2 - 2.5 lbs Lean Ground Turkey
4 oz (~120g) by weight grated Parmesan
400g or 1 lb. Stale or Dried Bread (we keep stale bread in the freezer for this reason)
1 small Onion (tennis ball), finely diced
2 cloves Garlic, finely chopped
1/2 bunch Parsley (~1c), chopped
1 T fresh Rosemary, chopped
1/2 T fresh Oregano, chopped
1/2 T fresh Basil, chopped (optional)
2t dried Fennel Seeds
2t Chili Flakes
1/2 lb (~225g) Ricotta (half a tub)
1/4 c (give or take a T) Milk
4 large Eggs
Salt and Pepper to taste

Preheat oven to 325F

Mix the Turkey with Salt, Chile flakes, Fennel Seed, and Herbs. Add the Onions, Garlic, Parsley, and Parmesan.  Ideally you should do this by hand wearing gloves or really clean hands. 

Put the Bread in a food processor; process until finely crumbled like sand. Add the Bread Crumbs and Ricotta to the Turkey; mix by hand. Add milk to achieve a moist, soft texture.

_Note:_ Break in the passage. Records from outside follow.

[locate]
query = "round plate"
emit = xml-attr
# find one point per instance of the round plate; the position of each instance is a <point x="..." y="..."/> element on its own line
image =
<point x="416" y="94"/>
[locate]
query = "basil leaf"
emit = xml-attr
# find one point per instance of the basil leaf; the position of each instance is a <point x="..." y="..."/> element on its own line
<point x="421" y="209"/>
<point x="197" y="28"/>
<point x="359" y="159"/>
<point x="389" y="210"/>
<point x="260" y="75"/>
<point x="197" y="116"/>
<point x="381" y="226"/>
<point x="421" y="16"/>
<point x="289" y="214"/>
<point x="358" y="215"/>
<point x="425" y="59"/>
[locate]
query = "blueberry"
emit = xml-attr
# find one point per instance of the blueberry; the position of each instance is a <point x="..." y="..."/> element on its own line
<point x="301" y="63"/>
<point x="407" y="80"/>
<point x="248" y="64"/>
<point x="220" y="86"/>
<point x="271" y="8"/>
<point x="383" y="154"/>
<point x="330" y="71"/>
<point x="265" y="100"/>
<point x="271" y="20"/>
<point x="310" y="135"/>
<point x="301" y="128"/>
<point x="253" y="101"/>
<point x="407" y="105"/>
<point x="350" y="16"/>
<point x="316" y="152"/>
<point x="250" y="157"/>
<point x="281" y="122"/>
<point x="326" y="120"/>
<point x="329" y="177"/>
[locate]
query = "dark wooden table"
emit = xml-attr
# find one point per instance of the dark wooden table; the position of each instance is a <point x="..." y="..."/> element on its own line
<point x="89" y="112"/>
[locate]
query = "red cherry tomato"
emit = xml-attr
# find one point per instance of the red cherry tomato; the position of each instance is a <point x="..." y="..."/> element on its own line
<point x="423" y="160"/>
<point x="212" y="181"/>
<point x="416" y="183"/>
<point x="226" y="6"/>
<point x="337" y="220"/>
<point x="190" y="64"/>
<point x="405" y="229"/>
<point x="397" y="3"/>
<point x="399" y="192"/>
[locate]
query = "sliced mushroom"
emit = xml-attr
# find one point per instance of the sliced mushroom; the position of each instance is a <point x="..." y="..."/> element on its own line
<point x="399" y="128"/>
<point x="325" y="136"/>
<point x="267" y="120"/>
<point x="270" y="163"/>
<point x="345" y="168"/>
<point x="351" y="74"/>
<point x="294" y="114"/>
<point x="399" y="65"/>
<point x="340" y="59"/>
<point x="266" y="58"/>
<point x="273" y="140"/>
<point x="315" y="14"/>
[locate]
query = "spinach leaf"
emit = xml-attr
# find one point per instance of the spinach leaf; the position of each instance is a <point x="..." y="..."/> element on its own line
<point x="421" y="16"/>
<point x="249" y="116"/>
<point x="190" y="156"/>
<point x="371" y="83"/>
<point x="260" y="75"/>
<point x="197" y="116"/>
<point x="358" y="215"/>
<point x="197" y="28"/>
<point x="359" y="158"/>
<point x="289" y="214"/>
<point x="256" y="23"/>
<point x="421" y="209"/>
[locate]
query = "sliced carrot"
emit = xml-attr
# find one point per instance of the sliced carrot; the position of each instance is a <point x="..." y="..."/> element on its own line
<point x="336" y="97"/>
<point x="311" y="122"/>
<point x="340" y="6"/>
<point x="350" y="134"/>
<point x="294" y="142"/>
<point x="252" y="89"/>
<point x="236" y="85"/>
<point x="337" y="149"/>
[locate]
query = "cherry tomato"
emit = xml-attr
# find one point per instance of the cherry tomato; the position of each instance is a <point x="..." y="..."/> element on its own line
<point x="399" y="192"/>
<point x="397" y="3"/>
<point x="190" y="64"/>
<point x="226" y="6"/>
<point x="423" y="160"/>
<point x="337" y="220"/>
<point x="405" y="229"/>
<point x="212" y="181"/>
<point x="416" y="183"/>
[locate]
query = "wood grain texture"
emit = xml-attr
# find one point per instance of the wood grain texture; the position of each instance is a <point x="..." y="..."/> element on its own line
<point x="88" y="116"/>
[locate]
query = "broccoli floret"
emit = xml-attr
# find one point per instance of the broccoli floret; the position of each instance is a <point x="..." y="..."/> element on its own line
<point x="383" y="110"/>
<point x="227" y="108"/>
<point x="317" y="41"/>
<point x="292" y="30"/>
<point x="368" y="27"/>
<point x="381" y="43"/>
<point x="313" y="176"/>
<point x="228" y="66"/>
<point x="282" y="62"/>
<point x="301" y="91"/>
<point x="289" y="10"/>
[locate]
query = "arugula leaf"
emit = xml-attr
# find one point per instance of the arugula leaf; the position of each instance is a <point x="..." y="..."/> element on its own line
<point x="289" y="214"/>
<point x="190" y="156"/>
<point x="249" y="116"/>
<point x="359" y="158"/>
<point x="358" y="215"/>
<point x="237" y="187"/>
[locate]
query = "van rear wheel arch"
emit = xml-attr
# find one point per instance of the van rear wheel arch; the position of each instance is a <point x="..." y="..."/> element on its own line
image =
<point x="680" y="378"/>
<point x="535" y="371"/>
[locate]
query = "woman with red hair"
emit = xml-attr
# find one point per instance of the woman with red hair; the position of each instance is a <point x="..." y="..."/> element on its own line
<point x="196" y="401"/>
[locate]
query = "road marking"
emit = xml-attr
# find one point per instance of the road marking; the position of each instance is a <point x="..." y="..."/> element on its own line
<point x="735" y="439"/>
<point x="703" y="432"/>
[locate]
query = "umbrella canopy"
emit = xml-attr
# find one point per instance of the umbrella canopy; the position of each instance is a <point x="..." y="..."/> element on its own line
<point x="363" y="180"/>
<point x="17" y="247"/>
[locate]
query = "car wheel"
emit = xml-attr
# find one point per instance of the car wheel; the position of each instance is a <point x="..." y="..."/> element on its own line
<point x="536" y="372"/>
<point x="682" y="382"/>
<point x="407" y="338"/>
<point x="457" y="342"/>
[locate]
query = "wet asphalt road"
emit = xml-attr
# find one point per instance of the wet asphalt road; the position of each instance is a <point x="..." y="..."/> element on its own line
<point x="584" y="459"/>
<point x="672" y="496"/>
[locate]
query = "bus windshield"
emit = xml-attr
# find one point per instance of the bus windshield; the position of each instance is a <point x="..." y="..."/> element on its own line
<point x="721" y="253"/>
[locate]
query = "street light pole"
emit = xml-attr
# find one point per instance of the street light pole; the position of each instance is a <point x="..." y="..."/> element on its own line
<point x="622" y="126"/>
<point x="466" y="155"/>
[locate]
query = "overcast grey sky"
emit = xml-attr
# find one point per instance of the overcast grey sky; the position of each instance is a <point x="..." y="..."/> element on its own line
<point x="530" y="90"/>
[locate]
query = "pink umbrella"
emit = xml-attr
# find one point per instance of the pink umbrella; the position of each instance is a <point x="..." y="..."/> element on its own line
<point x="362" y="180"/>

Beat the Eggs lightly in a bowl and then add to the mixture. Mix until Eggs are barely incorporated. Don’t overmix.

Form into balls 3T sized balls (size of an average plum, though I'd go smaller). Heat a large dutch oven with Olive Oil, fry until golden brown all over. 

Remove from dish, drain all fat well, and place the Balls back in to the dutch oven to braise in your choice of sauce (See Below) for 2-3 hours.  Allow to cool in the sauce slightly before serving. 

Serve over Pasta with more Parmesan.

D's Barolo Red Wine Sauce for Braising

1 oz dried Porcini Mushrooms
1 small Onion, finely chopped 1 Carrot, chopped (same size as Onions)
1 Celery Stalk, chopped (ditto above)
3 cloves Garlic, minced
2-3 bay leaves
1 T fresh Rosemary, chopped
1/4 c fresh Parsley leaves, chopped and packed
3 T Tomato Paste
2-3 c Barolo other big Red Wine
1 (28-ounce) can Italian Tomatoes, smushed (I use my hands)
2 c Vegetable stock
Salt and pepper

Soak the Porcini Mushrooms in 1 cup of heated Broth until for about 30 minutes. Strain the liquid through a fine sieve.  You could use cheesecloth if you're fussed but if you're careful about the sediment on the bottom, you won't need to bother.  Set the Porcini aside and reserve the liquid.

In the empty dutch oven, with the Turkey Balls set aside, drain all the fat, heat and add 1-2 T of Olive Oil.  Add the Onions, Carrots, and Celery, sautee until soft and golden, 3-5 minutes. Add the Garlic and stir for 1 minute, don't brown too much.  It goes bitter fast.  Stir in Bay Leaves, Rosemary, Parsley, and Tomato paste. Add the Wine and gently simmer about 20 minutes until reduced by about half.

Add the Tomatoes, Porcini Mushrooms, Mushroom Liquid.  Bring to a simmer then add the Turkey Balls.  Add enough Vegetable Broth to almost cover the Turkey Balls. Braise in the oven as above for 2-3 hours.

2 Leave a / Read COMMENTs:

Amy Bakes Everything said...

Gorgeous! The ingredients list looks pretty easy for something so beautiful (and with such a fancy name)!

Unknown said...

I head in the other direction than you; instead of allowing for vegetarians, add the beef. :)

That being said, I'm in love with the red wine sauce. Wow, that must smell fantastic as it's braising. Great recipe.